Position: PhD Candidate
Current Institution: Princeton University
Abstract: Minimax-Optimal Off-Policy Evaluation with Linear Function Approximation
This work focuses on the statistical theory of batch data reinforcement learning with function approximation. Consider the off-policy evaluation problem which is to estimate the cumulative value of a new target policy from logged history generated by unknown behavioral policies. We study a regression-based fitted Q-iteration method and show that it is equivalent to a model-based method that estimates a conditional mean embedding of the transition operator. We prove that this method is information-theoretically optimal and has nearly minimal estimation error. In particular by leveraging the contraction property of Markov processes and martingale concentration we establish a finite-sample instance-dependent error upper bound and a nearly-matching minimax lower bound. The policy evaluation error depends sharply on a restricted chi-square-divergence over the function class between the long-term distribution of the target policy and the distribution of past data. This restricted chi-square-divergence is both instance-dependent and function-class-dependent. It characterizes the statistical limit of off-policy evaluation. Furthermore we provide an easily computable confidence bound for the policy evaluator which may be useful for optimistic planning and safe policy improvement.
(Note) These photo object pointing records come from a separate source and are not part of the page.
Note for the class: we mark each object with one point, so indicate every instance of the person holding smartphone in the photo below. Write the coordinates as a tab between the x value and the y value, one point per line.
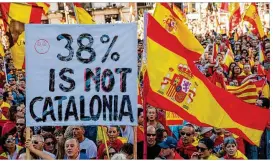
204	150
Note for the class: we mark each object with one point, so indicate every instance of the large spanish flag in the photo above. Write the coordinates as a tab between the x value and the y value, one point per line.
235	15
44	5
179	13
83	16
252	16
247	92
189	93
171	23
228	59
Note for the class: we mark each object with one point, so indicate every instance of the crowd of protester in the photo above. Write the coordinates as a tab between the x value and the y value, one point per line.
186	141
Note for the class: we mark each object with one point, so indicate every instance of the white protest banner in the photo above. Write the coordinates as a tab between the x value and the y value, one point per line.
81	74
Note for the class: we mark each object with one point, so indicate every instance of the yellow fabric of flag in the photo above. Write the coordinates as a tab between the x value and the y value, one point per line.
179	13
18	52
44	5
252	16
171	23
191	102
266	91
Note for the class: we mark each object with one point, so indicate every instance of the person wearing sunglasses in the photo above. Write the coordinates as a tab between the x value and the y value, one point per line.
168	149
204	150
153	149
37	142
113	141
185	145
72	150
112	151
50	143
231	149
11	150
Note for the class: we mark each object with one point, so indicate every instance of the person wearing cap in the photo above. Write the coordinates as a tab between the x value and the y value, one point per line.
153	148
206	132
204	150
231	149
168	151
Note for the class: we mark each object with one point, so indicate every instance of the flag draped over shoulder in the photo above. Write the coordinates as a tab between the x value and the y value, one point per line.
179	13
83	16
16	15
252	16
174	83
235	15
170	22
247	92
2	52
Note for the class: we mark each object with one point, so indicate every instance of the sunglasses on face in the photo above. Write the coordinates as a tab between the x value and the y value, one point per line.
151	134
49	143
10	140
110	154
201	149
35	142
183	133
18	124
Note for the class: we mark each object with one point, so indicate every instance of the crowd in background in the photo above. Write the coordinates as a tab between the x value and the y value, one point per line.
186	141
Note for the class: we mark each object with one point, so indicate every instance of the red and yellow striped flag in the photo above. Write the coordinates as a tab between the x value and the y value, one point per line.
216	50
166	17
224	7
261	54
228	59
189	93
179	13
44	5
252	16
235	15
83	16
246	92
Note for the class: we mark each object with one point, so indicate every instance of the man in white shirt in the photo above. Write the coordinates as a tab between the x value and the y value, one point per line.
86	146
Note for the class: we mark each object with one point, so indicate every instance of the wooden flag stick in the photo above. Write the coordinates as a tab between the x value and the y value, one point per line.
135	142
27	137
104	140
Yaqi Duan is a final-year Ph.D. student in the department of Operations Research and Financial Engineering at Princeton University advised by Professor Mengdi Wang. Her research interests lie in machine learning particularly reinforcement learning. She works on the statistical analysis of batch reinforcement learning and dimensionality reduction methods for large stochastic systems. Prior to Princeton Yaqi obtained a B.S. in Mathematics from Peking University.